Selfie scraping Clearview AI hit with another €20M ban order in Europe

Clearview AI has been hit with another sanction for breaching European privacy rules.

The Athens-based Hellenic data protection authority has fined the controversial facial recognition firm €20 million and banned it from collecting and processing the personal data of people living in Greece. It has also ordered it to delete any data on Greek citizens that it has already collected.

Since late last year, national DPAs in the U.K., Italy and France have also issued similar decisions sanctioning Clearview — effectively freezing its ability to sell its services in their markets since any local customers would be putting themselves at risk of being fined.

The U.S.-based company gained notoriety for scraping selfies off the internet to build an algorithmic identity-matching commercial service aimed at law enforcement agencies and others, including private sector entities.

Last year, privacy regulators in Canada and Australia also concluded Clearview’s activities fall foul of local laws — in earlier blows to its ability to scale internationally.

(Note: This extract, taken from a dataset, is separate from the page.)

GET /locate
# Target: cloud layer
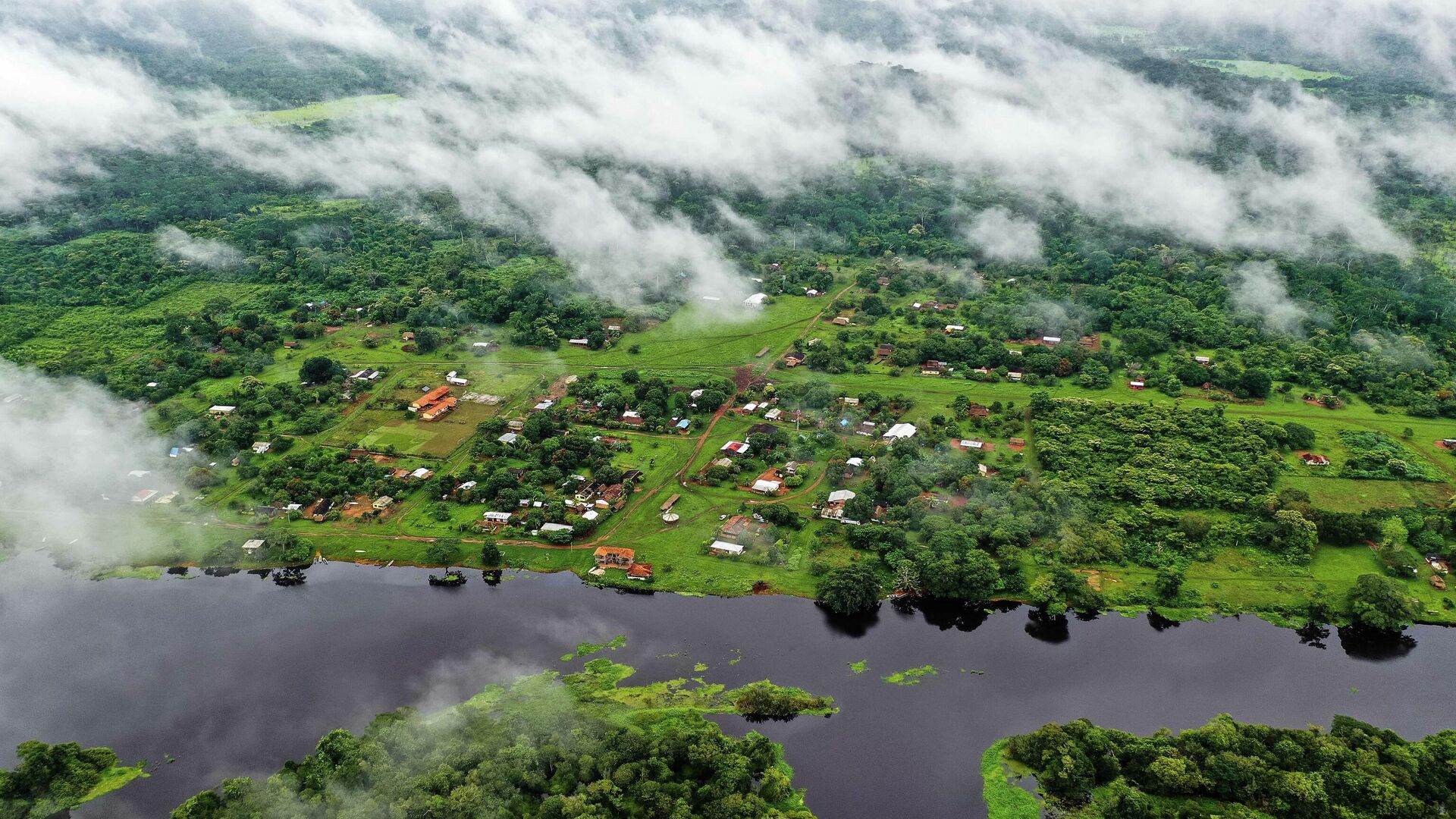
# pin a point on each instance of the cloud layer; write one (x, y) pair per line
(514, 104)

More recently, in May, Clearview agreed to major restrictions on its services domestically, inside the U.S., in exchange for settling a 2020 lawsuit from the American Civil Liberties Union (ACLU), which had accused it of breaking state law in Illinois that bans the use of individuals’ biometric data without consent.

The European Union’s data protection framework, the General Data Protection Regulation (GDPR), sets a similarly high bar for legal use of biometric data to identify individuals — a standard that extends across the bloc, as well as to some non-member states (including the U.K.); so around 30 countries in all.

Under the GDPR, such a sensitive purpose for personal data (i.e., facial recognition for an ID-matching service) would — at a minimum — require explicit consent from the data subjects to process their biometric data.

Yet it’s clear that Clearview did not obtain consent from the billions of people (and likely millions of Europeans) whose selfies it surreptitiously took from social media platforms and other online sources to train facial recognition AIs, repurposing people’s data for a privacy-hostile purpose. So the growing string of GDPR sanctions stacking up against it in Europe is hardly surprising. And more penalties may follow.

In its 23-page decision, the Hellenic DPA said Clearview had breached the legality and transparency principles of the GDPR, finding violations of articles 5 (1)a, 6 and 9; as well as breaches of obligations under articles 12, 14, 15 and 27.

The Greek DPA’s decision follows a May 2021 complaint made by local human rights advocacy group, Homo Digitalis, which has trumpeted the win in a press release — saying the €20 million penalty sends a “strong signal against intrusive business models of companies that seek to make money through the illegal processing of personal data.”

The advocacy organization also suggested the fine sends “a clear message to law enforcement authorities working with companies of this kind that such practices are illegal and grossly violate the rights of data subjects.” (In an even clearer message last year, Sweden’s DPA fined the local police authority €250,000 for unlawful use of Clearview it said breached the country’s Criminal Data Act.)